The proposals of Harris also represent a partial shift in the arena of political party discourse in the US. Till now, the leadership of the Democratic Party has sought to utilise identity politics (since consistent anti-racism for instance cannot eschew the economic domain) to try and electorally confront the neo-fascism of Trump (while increasingly conceding to the latter as far as economic policies are concerned). This allowed the Trump led Republican Party to position itself ostensibly as the party of White working people by explicit propagation of racism (that is a principal plank of segmenting the working people in the United States of America) while opposing all relevant policies for the working people (such as increasing the minimum wage, universal health insurance cover etc.). After a long time, the proposals of Harris represent a (very limited) attempt by the Democratic Party to confront the neo-fascism of Trump in the economic domain.

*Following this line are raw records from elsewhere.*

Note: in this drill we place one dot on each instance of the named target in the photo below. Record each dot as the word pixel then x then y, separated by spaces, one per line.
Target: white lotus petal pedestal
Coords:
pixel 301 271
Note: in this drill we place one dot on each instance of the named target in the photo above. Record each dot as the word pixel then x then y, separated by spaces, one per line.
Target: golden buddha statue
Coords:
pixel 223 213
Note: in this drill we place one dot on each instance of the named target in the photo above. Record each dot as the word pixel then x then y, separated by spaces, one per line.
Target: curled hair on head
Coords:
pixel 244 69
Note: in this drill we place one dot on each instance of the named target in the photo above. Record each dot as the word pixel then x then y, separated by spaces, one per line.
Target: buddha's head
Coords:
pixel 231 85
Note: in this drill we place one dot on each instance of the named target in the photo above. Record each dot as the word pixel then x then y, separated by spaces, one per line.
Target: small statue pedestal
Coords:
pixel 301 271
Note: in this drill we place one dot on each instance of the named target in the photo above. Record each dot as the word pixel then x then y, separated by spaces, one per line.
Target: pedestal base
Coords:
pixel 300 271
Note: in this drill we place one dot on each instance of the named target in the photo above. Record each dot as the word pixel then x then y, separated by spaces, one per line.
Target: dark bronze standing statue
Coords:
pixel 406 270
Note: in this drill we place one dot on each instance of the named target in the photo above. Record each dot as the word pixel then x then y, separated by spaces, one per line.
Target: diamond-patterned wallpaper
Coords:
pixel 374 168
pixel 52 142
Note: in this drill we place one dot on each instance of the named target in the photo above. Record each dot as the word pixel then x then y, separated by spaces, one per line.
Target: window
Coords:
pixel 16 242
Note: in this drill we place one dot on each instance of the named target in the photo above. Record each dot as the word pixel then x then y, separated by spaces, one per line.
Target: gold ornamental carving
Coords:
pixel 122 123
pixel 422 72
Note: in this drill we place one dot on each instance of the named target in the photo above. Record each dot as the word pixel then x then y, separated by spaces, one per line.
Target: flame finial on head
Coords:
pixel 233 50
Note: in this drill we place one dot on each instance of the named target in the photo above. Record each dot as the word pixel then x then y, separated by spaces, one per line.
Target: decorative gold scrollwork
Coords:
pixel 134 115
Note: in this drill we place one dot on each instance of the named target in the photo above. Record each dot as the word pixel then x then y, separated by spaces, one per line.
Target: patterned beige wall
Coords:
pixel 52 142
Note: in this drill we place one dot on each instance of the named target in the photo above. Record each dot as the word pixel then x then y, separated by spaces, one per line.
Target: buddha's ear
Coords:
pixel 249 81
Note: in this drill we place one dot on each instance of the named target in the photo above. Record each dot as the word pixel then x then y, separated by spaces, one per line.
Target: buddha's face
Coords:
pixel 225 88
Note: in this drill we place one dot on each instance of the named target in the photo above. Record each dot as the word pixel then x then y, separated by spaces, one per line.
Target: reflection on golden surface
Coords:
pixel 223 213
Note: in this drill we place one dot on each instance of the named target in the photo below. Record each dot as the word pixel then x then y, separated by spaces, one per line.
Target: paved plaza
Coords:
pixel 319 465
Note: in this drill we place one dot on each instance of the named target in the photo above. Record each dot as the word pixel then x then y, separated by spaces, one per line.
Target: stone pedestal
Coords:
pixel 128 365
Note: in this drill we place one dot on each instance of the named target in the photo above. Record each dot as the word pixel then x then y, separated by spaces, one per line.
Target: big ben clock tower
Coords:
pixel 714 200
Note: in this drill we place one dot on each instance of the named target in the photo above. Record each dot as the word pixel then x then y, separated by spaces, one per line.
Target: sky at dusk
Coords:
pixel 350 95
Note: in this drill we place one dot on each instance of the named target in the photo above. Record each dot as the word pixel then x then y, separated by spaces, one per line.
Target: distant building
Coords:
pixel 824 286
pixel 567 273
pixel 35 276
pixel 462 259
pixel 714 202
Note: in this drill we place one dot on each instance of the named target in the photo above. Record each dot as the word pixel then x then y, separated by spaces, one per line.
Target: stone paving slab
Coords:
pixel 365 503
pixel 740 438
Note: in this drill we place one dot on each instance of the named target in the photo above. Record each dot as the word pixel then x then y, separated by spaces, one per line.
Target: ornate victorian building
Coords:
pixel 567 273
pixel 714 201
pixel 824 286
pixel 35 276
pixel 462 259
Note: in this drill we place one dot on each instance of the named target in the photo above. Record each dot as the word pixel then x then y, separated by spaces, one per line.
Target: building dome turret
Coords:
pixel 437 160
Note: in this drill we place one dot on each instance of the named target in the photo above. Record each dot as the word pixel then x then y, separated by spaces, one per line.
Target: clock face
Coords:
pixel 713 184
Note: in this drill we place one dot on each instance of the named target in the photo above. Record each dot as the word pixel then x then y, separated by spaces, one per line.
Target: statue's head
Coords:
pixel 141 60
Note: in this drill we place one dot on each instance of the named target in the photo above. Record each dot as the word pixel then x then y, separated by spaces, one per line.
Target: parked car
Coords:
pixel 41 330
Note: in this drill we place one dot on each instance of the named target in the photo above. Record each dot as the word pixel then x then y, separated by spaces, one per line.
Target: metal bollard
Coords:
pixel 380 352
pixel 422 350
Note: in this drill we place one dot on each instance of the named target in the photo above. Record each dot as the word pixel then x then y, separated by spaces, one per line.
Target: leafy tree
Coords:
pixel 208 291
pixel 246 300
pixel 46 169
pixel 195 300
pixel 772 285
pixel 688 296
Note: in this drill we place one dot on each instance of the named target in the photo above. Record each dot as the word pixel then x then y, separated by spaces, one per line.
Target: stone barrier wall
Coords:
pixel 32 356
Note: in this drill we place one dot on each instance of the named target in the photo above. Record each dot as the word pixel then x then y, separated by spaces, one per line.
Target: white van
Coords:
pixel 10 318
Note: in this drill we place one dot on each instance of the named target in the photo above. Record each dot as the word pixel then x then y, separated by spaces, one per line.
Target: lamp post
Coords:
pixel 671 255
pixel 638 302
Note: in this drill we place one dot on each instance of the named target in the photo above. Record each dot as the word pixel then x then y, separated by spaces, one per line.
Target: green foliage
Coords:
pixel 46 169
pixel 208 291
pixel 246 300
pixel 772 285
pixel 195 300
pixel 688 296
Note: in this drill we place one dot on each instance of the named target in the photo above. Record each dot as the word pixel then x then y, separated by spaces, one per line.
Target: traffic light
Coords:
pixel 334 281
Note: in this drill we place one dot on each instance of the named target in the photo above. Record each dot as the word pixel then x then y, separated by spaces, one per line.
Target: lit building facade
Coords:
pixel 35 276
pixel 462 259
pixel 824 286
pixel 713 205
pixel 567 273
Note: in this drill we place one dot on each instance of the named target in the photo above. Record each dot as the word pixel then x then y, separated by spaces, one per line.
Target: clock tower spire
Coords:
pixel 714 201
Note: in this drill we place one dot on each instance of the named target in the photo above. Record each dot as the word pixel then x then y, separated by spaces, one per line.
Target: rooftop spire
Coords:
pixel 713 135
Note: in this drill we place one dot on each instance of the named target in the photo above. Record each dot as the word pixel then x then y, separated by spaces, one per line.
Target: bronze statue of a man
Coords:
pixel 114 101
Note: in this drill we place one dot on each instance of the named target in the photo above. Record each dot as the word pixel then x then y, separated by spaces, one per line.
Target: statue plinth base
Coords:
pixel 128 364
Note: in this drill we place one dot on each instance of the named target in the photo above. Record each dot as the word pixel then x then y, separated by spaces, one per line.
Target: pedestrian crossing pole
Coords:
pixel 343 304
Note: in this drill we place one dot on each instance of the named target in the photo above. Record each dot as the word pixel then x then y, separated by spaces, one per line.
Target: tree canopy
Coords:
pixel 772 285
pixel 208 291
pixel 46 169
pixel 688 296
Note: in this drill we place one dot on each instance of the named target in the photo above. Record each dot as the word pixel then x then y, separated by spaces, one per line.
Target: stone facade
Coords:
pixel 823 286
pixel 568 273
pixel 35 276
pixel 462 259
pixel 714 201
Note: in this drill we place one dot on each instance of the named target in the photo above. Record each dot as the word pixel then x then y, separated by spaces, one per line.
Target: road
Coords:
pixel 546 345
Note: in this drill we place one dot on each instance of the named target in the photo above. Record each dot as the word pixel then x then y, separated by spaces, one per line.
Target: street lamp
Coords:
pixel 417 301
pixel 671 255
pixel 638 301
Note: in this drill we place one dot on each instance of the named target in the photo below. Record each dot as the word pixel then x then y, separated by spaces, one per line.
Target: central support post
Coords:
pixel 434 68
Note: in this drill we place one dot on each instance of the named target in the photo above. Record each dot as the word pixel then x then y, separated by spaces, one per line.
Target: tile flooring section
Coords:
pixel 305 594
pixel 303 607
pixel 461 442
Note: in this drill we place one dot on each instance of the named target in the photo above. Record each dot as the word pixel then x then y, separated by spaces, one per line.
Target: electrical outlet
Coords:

Even if Harris becomes the next President of the US, the political system (including a future President Harris) has enough means (evidenced by their handling of the protests against the ongoing Israeli settler colonialist genocide against Palestine) to further water down or prevent the proposals from being meaningfully implemented. But that would also make de-risking through friendshoring ephemeral. However, these proposals are an opening for the Left in the US to centre the struggle against neo-fascism on the livelihood of the working people thereby allowing for the beginning of a unified resistance to neoliberalism.
The writer is professor, department of economics, Satyawati College, University of Delhi. The views are personal.